No — based on the last 30 uploads, the channel runs 100% long-form content with zero Shorts. For a walkthrough channel, that's a defensible call. Shorts don't really serve the core search intent of someone stuck on a specific puzzle who needs a few minutes of solution footage. That said, a light Shorts layer — quick "stuck on this puzzle? here's the trick" hooks linking back to the full walkthrough — could be worth testing as a discovery surface without diluting the core catalog. The walkthrough audience is already in problem-solving mode.
How does GAMZILLAGames compare to other Big Fish walkthrough channels?
GAMZILLAGames sits in the mid-tier of the HOPA walkthrough niche on YouTube. At 16,800 subscribers and 2,700 videos, the channel has built one of the deeper libraries in the category. The "full playthrough, no skips" promise matches what serious HOPA players actually need — a comprehensive solution for any point they get stuck. Smaller channels in this niche tend to cover one or two series; the broader franchise coverage here (Mystery Case Files, Hidden Expedition, Dark Parables, Grim Tales, and roughly a dozen others) makes the channel useful across far more search queries.
What could GAMZILLAGames do to grow the channel faster?
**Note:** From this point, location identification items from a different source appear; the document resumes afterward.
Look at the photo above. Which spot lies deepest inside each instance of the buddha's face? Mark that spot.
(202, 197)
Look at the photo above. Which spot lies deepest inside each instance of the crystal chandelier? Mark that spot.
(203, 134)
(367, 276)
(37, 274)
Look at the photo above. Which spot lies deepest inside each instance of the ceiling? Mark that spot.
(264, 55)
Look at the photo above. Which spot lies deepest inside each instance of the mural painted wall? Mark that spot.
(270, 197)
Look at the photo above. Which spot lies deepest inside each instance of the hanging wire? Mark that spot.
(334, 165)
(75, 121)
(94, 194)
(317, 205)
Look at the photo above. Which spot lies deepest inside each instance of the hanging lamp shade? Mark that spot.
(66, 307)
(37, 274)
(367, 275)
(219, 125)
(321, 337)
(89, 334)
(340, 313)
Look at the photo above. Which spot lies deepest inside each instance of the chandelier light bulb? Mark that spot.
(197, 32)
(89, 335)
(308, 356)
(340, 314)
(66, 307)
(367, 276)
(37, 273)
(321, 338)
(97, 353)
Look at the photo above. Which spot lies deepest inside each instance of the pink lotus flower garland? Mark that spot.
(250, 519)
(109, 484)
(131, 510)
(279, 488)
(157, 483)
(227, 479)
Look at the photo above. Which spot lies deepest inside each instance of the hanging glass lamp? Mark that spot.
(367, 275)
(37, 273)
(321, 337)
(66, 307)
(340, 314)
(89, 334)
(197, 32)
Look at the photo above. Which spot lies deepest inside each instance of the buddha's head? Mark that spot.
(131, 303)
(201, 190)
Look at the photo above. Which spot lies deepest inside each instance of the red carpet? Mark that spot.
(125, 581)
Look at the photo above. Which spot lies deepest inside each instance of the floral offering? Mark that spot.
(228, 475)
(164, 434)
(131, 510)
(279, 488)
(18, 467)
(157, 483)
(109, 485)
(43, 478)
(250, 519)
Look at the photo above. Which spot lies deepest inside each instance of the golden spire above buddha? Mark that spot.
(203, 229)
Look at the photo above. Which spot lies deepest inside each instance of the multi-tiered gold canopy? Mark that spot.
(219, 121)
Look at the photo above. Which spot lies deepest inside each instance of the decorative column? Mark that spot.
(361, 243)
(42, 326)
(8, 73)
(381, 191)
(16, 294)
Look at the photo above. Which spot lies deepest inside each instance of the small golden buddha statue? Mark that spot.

The growth move isn't more uploads — 2,700 is already deep. The opportunity is making that catalog more findable and lifting session time per viewer. Playlists tightly organized by game series, end-screens that auto-link the next chapter of the same walkthrough, and consistent title formatting like "Hidden Expedition: [Game Name] — Chapter 3 Walkthrough" would compound the existing library. New Big Fish releases also produce predictable demand spikes; being first to publish a walkthrough on launch day matters more than most creators in this niche realize, and the existing channel authority gives GAMZILLA a head start.